Murder frowned upon by pragmatist dealers

Seven people control drugs distribution in Cork, writes Sean O’Riordan

Murder frowned upon by pragmatist  dealers

CORK’S drug lords don’t like killing people. It’s not because of any moral qualms. It’s simply bad for business.

As crime bosses in Limerick and Dublin engage in regular bouts of blood-letting, their counterparts further south try and avoid extreme violence, because it can lead to tit-for-tat reprisals and brings the gardaí down on them heavily.

That would cause serious disruption to the seven main dealers who control drug distribution in the city and county.

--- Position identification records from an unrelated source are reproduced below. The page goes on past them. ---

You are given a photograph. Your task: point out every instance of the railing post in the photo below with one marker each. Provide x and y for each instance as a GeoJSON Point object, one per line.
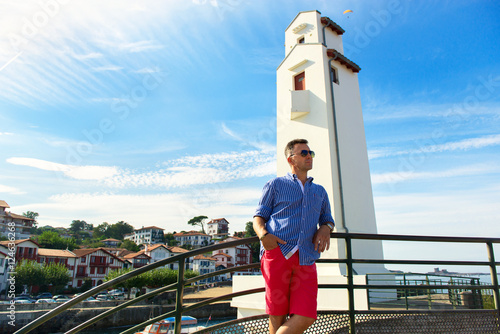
{"type": "Point", "coordinates": [493, 272]}
{"type": "Point", "coordinates": [350, 283]}
{"type": "Point", "coordinates": [179, 296]}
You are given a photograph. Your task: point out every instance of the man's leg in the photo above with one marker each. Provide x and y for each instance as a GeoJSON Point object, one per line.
{"type": "Point", "coordinates": [297, 324]}
{"type": "Point", "coordinates": [275, 322]}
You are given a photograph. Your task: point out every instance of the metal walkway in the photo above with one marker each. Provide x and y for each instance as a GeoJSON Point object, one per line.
{"type": "Point", "coordinates": [351, 321]}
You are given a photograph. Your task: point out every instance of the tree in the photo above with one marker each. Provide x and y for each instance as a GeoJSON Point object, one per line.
{"type": "Point", "coordinates": [129, 245]}
{"type": "Point", "coordinates": [135, 282]}
{"type": "Point", "coordinates": [255, 247]}
{"type": "Point", "coordinates": [56, 274]}
{"type": "Point", "coordinates": [31, 273]}
{"type": "Point", "coordinates": [101, 230]}
{"type": "Point", "coordinates": [170, 239]}
{"type": "Point", "coordinates": [118, 230]}
{"type": "Point", "coordinates": [199, 220]}
{"type": "Point", "coordinates": [80, 226]}
{"type": "Point", "coordinates": [51, 239]}
{"type": "Point", "coordinates": [34, 216]}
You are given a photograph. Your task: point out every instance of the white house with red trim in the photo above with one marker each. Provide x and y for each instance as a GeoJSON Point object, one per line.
{"type": "Point", "coordinates": [193, 238]}
{"type": "Point", "coordinates": [94, 264]}
{"type": "Point", "coordinates": [64, 257]}
{"type": "Point", "coordinates": [146, 235]}
{"type": "Point", "coordinates": [204, 265]}
{"type": "Point", "coordinates": [235, 256]}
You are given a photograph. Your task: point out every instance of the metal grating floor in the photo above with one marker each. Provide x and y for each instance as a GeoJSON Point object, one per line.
{"type": "Point", "coordinates": [390, 322]}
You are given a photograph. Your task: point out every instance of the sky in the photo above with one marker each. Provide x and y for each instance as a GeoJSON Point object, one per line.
{"type": "Point", "coordinates": [153, 112]}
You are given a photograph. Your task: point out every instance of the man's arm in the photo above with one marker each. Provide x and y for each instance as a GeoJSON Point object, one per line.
{"type": "Point", "coordinates": [321, 239]}
{"type": "Point", "coordinates": [269, 241]}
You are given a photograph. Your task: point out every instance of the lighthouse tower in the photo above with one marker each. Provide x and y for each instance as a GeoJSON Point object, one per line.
{"type": "Point", "coordinates": [318, 99]}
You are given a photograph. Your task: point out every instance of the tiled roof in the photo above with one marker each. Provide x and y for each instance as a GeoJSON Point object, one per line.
{"type": "Point", "coordinates": [133, 255]}
{"type": "Point", "coordinates": [332, 53]}
{"type": "Point", "coordinates": [111, 239]}
{"type": "Point", "coordinates": [17, 242]}
{"type": "Point", "coordinates": [175, 249]}
{"type": "Point", "coordinates": [203, 257]}
{"type": "Point", "coordinates": [180, 234]}
{"type": "Point", "coordinates": [222, 254]}
{"type": "Point", "coordinates": [55, 252]}
{"type": "Point", "coordinates": [332, 25]}
{"type": "Point", "coordinates": [86, 251]}
{"type": "Point", "coordinates": [150, 227]}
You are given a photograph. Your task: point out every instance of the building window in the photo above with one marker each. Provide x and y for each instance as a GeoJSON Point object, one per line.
{"type": "Point", "coordinates": [335, 75]}
{"type": "Point", "coordinates": [300, 81]}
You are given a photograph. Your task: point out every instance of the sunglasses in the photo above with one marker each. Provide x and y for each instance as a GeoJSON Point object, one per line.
{"type": "Point", "coordinates": [304, 153]}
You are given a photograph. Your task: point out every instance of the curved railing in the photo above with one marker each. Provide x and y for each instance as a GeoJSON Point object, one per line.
{"type": "Point", "coordinates": [349, 261]}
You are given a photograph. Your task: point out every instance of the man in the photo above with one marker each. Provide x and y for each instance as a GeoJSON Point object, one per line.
{"type": "Point", "coordinates": [290, 210]}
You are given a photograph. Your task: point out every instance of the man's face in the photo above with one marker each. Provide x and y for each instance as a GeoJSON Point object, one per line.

There are six unsolved murder investigations in Cork which gardaí believe are connected to the drugs trade.

However, there have never been any reprisals for the killings, which started back in Apr 1995 when Michael Crinnion was shot dead outside a pub in the city.

Crinnion, 35, was an enforcer with the O’Flynn crime family and was shot by a lone gunman armed with a .38 revolver outside the Clannad Bar on Barrack St.

Ballistic tests showed the gun had never been fired before. Gardaí acknowledged the killing bore all the hallmarks of a professional hit.

Crinnion’s brother-in-law, Kieran O’Flynn, 38, was to suffer the same fate in Jun 2001.

The convicted drug-dealer answered a knock at the door of his house at Thorndale, off Dublin Hill, where he was confronted by a gunman.

The hitman fired twice through the door’s glass panel, then stepped into the hallway and fired a third shot through the Kieran O’Flynn’s throat as he lay dying on the ground.

O’Flynn’s partner and three young children were in the house at the time.

Eric Cummins, 31, was shot dead while holding his 18-month-old son, in a gangland-style execution in the driveway of his partner’s house in the Oldcourt, Ballincollig, on Aug 2005.

Convicted drug dealer David ‘Boogie’ Brett, 33, was lured to a secluded spot near the village of Ballydesmond in May 2007 and executed.

Gerard ‘Topper’ Staunton was gunned down outside his rented house at Westlawn in Wilton in Jan 2010.

The last of Cork’s hits was carried out on suspected major drug-dealer Darren Falsey in Carrigaline in August last year.

Gardaí believe that most of the killings were organised within various gang factions themselves because somebody had stepped out of line. Hence, no retaliation.

“The gangs make more money if they don’t have internecine feuds,” a senior Garda source said.

The Cork drugs lords’ number one product has always been cannabis. Going back to the 1970s and 1980s, when heroin became the scourge of Dublin, the Cork gangs decided they didn’t want the drug on their patch because it caused untold misery and that was bad for their cannabis business.

Today, heroin addicts in Cork have their own supply network.

Garda sources indicate that users go to Dublin or Waterford and sell heroin to their friends, thus paying for their habits, which can cost up to €200 a day.

The recent arrest in Spain of Corkman Alan Buckley, following the seizure of €6m-worth of cannabis on board a yacht, suggests the old gateways to Morocco still exist.

For many years, high-fliers in the Cork drugs trade have imported cannabis along the lengthy and largely unprotected West Cork coastline.

European drugs lords have cottoned on to the idea as well.

In recent years, gardaí have made two significant seizures of imported cocaine on that coastline.

“Most of the suppliers in Cork are homegrown, although Limerick gangs do hold some networks in Cork,” said a garda source. “Some gangs from outside Cork come to buy drugs here and Cork gangs often go outside for their supplies as well. A more fluid environment exists in the Cork drugs market today than it did years ago. There has been a shift in the scene.”

Some large family-run operations still exist in the Cork drugs trade, but they are not as influential as they used to be.

The gangs have also branched out into trading other contraband such as smuggled cigarettes, fake DVDs, watches, and clothing.